13] it explores antagonism and violence, particularly on the psychological plane.

14] It tends towards a radical devaluation of language, towards a poetry of images. What


happened on the stage often contradicted the words spoken by the characters.
eg: the end of "Waiting for Godot" by Samuel Beckett.

BECKETT
BORN [FRIDAY 13] 1906 - 1989

Beckett has consistently refuse to explain his work -one of his rare utterances was the expression:

"nothing is more real than nothing" for to know nothing is nothing, not to want to know anything likewise, but to be beyond knowing anything, that is when peace enters into the soul of the incurious seeker.
The nature of his work could best be described as enigmatic and pessimistic.

His plays exhibit a lack of plot and character


CHARACTER -presumes that personality and individuality matter
PLOT -assumes that events in time have significance

Beckett rejects learning and sees language as part of the failure to know where and what we are. Language has failed us. Thus, Beckett's heroes not only deny that they are philosophers, they flaunt an ignorance of philosophy while remaining transfixed by philosophical questions that have troubled us since Socrates: the nature of Self, the world, and God.

Beckett is an agnostic. "Even if God were to exist", says Beckett, "he would make no difference: he would be as lonely and as enslaved, and as isolated as man is, in a cold, silent, indifferent universe".

It is an undeniable fact that we must sooner or later die, and many people are doubtful whether anything lies behind death. Beckett's works are not statements on this theme, but meditations upon it.


"I am not interested in any system.
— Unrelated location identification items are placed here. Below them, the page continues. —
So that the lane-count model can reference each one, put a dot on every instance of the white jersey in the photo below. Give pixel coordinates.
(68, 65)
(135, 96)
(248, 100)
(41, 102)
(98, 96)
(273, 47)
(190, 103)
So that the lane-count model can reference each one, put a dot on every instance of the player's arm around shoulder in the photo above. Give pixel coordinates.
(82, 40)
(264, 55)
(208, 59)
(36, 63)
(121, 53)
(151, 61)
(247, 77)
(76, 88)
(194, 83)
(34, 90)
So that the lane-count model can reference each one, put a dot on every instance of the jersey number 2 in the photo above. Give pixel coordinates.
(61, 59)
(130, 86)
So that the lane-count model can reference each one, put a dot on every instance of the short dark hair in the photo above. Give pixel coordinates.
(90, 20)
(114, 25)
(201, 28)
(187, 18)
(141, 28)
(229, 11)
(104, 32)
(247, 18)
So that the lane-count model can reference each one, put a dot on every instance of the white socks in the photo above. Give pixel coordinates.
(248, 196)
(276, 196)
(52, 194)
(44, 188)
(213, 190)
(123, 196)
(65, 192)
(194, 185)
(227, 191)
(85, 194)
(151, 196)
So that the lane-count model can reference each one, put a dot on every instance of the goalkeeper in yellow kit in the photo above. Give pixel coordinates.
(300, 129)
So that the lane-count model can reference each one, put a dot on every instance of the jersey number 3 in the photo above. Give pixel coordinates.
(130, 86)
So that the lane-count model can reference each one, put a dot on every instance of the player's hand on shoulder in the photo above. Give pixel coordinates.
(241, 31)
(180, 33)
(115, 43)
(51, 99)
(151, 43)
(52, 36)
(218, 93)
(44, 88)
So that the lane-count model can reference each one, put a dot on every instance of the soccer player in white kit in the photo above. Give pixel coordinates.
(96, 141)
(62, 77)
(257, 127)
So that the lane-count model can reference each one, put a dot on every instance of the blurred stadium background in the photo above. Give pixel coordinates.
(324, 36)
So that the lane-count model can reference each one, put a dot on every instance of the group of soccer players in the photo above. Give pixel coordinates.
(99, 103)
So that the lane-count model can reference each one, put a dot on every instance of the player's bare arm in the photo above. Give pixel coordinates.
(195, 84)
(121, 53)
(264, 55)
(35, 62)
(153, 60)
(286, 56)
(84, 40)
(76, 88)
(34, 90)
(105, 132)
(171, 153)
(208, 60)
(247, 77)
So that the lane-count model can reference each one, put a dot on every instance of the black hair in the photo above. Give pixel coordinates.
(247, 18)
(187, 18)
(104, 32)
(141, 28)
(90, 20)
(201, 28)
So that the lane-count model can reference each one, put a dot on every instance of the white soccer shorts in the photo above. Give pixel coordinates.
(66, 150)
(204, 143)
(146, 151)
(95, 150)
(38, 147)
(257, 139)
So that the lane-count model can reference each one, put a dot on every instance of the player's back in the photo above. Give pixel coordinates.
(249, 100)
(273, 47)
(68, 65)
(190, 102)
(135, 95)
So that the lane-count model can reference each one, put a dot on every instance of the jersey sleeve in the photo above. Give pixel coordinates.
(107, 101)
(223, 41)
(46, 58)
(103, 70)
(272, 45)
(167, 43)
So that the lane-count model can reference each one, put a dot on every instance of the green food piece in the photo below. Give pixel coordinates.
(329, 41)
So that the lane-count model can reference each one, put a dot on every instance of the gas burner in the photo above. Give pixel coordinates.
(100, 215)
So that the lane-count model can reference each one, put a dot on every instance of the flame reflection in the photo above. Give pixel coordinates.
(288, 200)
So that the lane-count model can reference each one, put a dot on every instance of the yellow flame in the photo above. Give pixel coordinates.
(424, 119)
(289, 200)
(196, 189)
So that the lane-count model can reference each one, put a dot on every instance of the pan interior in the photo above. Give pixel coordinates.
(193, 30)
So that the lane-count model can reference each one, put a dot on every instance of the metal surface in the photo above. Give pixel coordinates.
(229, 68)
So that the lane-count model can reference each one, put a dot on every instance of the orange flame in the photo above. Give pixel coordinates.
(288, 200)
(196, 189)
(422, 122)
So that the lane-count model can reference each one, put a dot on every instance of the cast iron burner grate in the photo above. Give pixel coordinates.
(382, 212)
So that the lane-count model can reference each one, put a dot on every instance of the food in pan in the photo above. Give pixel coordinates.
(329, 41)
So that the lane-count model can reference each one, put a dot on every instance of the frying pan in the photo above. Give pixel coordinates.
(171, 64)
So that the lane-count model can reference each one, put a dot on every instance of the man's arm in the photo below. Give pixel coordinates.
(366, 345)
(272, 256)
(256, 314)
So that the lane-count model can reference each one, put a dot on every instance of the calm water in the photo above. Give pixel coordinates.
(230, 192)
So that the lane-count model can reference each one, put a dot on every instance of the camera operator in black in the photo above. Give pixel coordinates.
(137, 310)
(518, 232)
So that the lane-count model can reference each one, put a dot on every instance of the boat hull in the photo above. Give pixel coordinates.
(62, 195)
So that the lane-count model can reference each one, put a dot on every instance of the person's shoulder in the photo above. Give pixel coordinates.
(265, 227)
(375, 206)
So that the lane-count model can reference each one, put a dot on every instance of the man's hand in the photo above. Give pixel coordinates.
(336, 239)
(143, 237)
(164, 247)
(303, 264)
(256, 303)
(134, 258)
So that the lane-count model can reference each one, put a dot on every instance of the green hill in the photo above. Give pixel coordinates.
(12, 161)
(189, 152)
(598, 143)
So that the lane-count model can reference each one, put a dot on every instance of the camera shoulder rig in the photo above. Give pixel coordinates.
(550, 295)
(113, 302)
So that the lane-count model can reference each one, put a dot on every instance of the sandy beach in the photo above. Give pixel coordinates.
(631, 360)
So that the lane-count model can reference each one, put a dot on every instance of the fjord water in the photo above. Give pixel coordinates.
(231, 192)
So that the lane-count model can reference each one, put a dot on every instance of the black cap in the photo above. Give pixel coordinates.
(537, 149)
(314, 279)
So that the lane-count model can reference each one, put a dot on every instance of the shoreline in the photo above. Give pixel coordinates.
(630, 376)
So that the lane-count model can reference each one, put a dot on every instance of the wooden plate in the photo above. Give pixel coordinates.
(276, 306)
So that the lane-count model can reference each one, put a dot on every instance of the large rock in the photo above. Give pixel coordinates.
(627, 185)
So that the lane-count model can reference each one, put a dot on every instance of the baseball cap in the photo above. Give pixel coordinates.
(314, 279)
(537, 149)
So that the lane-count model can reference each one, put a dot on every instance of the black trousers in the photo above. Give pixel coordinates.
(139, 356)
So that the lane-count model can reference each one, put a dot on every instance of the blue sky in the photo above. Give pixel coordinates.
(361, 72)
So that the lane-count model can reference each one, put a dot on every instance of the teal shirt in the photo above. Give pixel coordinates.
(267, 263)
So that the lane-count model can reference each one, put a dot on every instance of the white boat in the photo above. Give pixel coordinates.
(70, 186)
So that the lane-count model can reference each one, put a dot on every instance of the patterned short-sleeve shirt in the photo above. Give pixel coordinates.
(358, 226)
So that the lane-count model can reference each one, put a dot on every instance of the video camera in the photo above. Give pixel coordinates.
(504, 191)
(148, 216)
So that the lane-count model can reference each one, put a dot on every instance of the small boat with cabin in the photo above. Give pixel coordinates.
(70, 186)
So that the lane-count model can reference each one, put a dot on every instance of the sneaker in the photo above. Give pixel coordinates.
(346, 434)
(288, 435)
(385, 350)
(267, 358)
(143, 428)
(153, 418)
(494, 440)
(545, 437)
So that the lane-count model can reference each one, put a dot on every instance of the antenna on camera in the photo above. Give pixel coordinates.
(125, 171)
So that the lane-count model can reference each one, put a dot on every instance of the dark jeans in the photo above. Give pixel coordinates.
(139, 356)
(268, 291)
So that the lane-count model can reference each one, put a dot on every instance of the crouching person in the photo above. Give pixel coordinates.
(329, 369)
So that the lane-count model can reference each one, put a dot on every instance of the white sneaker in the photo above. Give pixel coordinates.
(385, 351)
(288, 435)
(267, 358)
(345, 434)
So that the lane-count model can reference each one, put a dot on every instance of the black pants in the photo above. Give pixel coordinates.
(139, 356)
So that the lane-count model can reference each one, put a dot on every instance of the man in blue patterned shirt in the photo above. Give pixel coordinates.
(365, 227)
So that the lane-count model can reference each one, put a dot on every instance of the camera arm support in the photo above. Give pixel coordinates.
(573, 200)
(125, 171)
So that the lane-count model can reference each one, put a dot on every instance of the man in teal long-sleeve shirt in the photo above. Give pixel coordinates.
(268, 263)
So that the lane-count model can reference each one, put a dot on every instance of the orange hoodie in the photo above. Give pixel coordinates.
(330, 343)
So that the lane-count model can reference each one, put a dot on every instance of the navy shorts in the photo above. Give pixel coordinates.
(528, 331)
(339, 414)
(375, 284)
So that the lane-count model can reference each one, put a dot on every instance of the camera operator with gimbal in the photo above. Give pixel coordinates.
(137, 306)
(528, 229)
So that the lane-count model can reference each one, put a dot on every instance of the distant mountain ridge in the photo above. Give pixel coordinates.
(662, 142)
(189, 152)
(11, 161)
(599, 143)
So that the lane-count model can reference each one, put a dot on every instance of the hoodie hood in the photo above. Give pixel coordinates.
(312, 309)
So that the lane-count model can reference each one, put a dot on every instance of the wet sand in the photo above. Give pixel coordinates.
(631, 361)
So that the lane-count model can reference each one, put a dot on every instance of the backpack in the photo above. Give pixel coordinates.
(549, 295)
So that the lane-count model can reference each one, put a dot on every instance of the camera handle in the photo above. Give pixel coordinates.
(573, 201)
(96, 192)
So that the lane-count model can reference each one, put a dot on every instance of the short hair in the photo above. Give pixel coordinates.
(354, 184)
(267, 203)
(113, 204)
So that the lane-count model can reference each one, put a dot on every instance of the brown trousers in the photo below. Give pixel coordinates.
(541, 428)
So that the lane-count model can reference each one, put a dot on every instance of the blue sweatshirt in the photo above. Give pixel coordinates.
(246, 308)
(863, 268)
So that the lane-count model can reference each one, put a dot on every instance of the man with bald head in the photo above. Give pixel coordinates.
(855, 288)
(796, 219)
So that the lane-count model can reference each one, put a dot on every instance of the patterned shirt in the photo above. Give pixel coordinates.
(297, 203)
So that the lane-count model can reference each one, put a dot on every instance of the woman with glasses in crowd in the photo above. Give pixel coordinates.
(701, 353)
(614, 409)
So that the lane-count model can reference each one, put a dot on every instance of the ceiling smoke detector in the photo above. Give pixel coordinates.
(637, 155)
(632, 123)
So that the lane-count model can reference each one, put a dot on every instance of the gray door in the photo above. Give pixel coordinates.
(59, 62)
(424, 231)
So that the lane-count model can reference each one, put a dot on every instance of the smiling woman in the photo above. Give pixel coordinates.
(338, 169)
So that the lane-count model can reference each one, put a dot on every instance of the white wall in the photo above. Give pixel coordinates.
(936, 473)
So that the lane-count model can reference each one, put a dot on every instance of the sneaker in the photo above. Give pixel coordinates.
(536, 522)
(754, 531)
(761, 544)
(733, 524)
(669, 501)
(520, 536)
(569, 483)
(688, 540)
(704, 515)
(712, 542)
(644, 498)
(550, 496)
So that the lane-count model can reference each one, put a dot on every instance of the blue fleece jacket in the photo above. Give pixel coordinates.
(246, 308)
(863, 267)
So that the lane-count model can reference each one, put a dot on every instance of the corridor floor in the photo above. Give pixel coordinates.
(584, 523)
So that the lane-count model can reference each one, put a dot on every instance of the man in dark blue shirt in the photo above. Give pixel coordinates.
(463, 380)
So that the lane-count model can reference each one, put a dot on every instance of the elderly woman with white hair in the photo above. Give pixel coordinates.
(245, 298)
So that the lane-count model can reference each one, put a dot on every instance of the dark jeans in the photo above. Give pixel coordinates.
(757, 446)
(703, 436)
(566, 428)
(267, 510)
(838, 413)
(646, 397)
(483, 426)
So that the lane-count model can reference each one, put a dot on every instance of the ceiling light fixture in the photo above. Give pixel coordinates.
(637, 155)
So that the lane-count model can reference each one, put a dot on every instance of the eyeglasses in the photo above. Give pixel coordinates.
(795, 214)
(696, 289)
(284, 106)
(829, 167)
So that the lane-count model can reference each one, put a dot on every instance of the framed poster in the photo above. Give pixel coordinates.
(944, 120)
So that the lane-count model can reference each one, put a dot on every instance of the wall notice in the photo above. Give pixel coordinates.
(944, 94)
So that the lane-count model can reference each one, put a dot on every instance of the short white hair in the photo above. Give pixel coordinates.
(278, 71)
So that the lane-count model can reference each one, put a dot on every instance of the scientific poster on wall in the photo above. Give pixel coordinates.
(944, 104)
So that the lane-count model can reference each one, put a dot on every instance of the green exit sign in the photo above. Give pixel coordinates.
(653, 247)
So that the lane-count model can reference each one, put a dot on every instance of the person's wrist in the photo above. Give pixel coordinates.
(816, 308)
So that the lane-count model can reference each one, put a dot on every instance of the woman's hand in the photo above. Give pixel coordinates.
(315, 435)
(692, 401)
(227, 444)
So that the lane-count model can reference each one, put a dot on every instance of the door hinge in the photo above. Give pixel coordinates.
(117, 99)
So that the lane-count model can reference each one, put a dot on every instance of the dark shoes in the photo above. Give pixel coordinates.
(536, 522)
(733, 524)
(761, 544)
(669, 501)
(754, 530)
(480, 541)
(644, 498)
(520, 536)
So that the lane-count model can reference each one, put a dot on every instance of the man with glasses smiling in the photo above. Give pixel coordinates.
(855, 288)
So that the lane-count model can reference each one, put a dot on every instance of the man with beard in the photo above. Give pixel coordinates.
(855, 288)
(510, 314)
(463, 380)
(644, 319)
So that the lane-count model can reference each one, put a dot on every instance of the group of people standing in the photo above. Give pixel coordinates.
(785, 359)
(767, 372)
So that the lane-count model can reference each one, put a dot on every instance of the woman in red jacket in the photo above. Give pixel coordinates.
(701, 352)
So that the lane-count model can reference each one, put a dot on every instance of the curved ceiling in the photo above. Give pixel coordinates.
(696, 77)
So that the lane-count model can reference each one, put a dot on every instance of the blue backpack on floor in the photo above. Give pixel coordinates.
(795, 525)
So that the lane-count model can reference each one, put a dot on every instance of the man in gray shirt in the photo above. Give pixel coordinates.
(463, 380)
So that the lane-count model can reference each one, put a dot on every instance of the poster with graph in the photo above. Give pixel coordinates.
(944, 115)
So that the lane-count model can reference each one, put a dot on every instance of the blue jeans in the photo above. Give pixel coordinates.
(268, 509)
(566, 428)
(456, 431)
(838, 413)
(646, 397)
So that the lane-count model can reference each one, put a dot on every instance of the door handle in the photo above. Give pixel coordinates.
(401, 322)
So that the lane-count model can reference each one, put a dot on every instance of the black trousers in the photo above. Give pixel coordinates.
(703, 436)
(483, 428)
I can't see any trace of any system anywhere"

"Waiting For Godot" is a play/poem about a world without any divinity, a world in which man waits and hopes for something to give a meaning to his life, and relieve him of the absurdity of a death that will terminate all. But he waits in vain, and so our life is as meaningless as our deaths.


It is a monstrous paradox that an individual's life is an eternity while it lasts, but it is less than an instant in regard to cosmic time. Consciousness of the paradox is all important-but the consciousness by which we are aware of our individual existence is continually at risk from heart failure or mental breakdown. At best our consciousness is held in the prison of "time". In the prison, only forward motion is possible, and we delude ourselves that we progress towards some sort of ultimate goal….this ultimate goal [ in the case of "Waiting for Godot"] becomes anything that helps us bear our existence.

Beckett's plays avoid any definition of these goals, because he believes that "art has nothing to do with clarity, does not dabble in the clear, and does not make clear". All a writer can do is to attempt to distil in words, however imperfect, an intuitive vision or experience [rather than a systematic set of beliefs] of the misery and desperation of life.

Desire is the source of our misery; such happiness as is possible can only be obtained by the removal of all desire

Beckett's people have collapsed under the burden of choice, responsibility and anguish, as they struggle to answer the questions:


What am I?
What are time and space?
What are mind and matter?
.….and they are determine to answer these questions rationally [without taking refuse in mysticism]…they drive reason to a point where reason itself becomes irrational…and generally very comical.

"Do not come down the ladder, I have taken it away"



What Beckett is saying here is that one can only affirm that meaning does not exist in terms that imply that it does.
This idea is reflected in Beckett's heroes; they believe that even in a meaningless situation life must have meaning. Beckett's plays present an inability in anyone to be nihilistic, not nihilism.

Beckett has left us with a final bleak image of life in the universe: that of a woman giving birth astride a grave.